- Other names: Jim Powers
- Occupation: Economist
- Employer: Self
- Television: Prime Time Tonight with Vincent Browne
- Board member of: Agri-Aware, a food awareness body; Chairperson of Love Irish Food

= Jim Power (economist) =

Irish economist

Jim Power is a self-employed economist and podcaster, previously Chief Economist at Friends First, a subsidiary of insurance multinational Achmea. From Waterford, Ireland, he is married and has children.

Power attended University College Dublin (UCD). He has worked for the Bank of Ireland as its Chief Economist, and for Allied Irish Banks as its Treasury Economist. He teaches at Dublin City University and at UCD's Michael Smurfit Graduate Business School.

His weekly column features in the Irish Examiner, and he is often to be seen commentating in Ireland's media, in newspapers, on radio, and on television programmes such as the now defunct Tonight with Vincent Browne. He also edits Friends First's Quarterly Economic Outlook.

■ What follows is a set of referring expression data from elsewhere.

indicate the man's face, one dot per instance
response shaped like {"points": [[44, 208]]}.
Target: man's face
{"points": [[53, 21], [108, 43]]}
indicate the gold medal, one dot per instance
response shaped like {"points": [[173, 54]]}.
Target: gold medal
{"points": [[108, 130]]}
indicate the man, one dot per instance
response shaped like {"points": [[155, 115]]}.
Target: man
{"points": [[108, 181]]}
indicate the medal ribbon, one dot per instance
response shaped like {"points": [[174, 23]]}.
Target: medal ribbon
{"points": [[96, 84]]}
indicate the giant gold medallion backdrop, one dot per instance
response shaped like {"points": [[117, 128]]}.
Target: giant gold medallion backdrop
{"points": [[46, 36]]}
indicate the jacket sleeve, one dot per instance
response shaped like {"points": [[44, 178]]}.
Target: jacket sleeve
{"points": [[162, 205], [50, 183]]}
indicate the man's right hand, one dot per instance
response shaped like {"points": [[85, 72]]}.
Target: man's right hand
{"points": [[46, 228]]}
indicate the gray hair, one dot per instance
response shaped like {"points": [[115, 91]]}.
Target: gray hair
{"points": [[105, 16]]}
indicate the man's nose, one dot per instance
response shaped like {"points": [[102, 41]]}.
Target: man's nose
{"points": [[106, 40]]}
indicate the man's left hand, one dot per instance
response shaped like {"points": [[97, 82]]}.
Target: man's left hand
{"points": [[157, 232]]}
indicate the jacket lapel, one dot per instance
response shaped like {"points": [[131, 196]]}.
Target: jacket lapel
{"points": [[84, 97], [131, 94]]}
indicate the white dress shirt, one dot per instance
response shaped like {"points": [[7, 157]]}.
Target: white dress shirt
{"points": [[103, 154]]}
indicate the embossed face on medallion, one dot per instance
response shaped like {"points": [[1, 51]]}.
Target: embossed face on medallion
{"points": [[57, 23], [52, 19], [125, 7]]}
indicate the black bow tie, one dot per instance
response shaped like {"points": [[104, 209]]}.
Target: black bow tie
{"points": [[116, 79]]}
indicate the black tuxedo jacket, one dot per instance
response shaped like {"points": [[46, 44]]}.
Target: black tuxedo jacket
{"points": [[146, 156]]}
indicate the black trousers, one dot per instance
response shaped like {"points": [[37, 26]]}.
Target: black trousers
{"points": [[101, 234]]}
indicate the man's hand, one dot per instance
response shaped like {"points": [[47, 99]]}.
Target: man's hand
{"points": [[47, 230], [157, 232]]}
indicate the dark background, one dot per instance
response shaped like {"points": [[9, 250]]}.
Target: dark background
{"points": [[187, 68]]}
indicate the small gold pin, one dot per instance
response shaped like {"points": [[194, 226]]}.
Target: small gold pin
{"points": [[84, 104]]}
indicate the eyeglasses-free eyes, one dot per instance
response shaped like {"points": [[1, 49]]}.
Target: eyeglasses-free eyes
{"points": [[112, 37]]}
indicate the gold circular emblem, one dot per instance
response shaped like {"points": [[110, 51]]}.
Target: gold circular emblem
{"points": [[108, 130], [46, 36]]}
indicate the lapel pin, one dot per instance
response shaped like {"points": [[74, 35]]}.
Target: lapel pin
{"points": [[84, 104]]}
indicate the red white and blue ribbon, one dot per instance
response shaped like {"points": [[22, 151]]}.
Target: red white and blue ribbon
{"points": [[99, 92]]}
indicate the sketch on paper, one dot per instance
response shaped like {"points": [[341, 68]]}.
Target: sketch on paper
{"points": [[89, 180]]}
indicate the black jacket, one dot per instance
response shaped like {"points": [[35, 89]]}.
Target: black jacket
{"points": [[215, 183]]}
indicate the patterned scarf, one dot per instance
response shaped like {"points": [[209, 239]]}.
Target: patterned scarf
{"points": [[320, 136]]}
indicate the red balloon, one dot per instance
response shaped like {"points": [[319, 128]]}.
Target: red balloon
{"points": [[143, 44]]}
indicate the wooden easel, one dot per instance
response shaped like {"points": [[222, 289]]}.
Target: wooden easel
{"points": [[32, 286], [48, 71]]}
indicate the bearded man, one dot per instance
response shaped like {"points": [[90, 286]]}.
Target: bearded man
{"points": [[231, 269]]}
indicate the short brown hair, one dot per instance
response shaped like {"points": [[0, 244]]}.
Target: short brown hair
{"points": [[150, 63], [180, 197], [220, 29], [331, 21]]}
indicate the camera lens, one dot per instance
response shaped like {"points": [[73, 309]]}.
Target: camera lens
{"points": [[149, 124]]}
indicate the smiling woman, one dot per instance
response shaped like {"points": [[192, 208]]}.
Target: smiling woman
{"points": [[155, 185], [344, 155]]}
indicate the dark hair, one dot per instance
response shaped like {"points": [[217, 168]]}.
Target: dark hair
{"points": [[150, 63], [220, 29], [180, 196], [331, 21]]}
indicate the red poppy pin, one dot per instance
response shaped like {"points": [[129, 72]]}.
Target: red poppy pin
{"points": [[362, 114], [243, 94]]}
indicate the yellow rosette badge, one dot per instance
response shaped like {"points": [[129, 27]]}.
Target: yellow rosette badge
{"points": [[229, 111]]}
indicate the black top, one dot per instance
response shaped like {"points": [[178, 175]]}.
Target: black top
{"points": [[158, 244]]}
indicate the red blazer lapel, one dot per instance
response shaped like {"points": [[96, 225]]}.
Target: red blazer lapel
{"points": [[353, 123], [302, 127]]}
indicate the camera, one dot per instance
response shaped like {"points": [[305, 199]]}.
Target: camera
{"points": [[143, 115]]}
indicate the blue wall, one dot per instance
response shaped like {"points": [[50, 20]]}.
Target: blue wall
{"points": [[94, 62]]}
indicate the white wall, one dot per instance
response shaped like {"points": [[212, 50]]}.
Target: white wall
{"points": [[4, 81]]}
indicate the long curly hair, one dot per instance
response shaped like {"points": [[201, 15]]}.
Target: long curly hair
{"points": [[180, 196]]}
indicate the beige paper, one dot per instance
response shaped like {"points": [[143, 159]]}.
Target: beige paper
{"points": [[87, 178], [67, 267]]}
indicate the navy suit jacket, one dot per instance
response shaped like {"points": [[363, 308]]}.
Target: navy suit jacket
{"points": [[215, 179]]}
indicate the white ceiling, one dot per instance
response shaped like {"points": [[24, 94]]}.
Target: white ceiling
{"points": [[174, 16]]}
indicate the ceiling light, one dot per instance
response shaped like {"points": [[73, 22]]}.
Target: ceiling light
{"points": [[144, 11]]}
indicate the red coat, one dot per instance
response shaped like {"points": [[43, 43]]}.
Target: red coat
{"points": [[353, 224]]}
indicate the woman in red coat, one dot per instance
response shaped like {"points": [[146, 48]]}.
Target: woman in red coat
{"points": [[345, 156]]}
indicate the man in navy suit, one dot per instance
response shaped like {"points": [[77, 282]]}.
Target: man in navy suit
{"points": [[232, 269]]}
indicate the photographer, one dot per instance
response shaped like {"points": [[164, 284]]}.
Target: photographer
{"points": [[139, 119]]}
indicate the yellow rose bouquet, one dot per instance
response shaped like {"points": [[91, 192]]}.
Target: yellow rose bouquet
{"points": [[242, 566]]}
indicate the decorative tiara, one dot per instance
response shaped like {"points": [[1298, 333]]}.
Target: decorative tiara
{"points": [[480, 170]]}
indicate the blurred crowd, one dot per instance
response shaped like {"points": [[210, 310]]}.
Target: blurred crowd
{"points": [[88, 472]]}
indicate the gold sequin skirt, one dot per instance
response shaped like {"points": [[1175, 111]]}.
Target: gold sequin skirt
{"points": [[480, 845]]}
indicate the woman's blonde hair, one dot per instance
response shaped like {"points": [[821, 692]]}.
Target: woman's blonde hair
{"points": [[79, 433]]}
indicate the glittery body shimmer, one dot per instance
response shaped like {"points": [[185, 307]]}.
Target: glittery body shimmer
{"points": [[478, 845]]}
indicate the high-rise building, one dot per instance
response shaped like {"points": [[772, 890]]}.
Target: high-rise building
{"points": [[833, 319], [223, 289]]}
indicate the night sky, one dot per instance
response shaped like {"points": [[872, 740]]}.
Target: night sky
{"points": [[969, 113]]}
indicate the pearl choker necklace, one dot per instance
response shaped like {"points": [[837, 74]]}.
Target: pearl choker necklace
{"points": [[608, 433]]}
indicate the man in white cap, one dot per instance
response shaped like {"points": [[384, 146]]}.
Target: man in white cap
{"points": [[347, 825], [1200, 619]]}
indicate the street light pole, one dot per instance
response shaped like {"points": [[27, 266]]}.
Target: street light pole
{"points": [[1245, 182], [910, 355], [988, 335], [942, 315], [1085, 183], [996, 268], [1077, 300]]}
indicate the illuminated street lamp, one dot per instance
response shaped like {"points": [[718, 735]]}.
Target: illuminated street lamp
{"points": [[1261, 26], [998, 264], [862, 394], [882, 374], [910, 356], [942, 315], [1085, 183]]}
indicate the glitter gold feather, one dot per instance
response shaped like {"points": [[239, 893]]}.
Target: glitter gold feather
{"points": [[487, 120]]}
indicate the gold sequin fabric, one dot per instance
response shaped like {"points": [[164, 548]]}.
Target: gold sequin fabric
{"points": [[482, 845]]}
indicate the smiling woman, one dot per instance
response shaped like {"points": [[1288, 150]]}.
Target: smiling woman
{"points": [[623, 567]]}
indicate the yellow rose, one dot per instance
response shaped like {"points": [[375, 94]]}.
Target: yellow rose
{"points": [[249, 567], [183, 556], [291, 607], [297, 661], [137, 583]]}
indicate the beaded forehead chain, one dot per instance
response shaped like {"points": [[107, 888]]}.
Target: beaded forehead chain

In April 2007, Power appeared on Prime Time where he vehemently opposed UCD Professor of Economics Morgan Kelly's warning that Ireland was heading for economic disaster. Power repeatedly insisted that the Irish property bubble would become "more sustainable in the long term", that it would not burst, and that "the reality is that those things [soaring interest rates, employment shortage, a lot of foreign multinationals leaving the country] are unlikely to happen". Within months it had.

Power later took to writing about the financial crisis. His first book, Picking Up the Pieces, appeared in 2009. Dublin Central TD Paschal Donohoe said it was a "humane thought provoking book."

Since February 2021 he has been hosting his own podcast The Other Hand with fellow economist Chris Johns.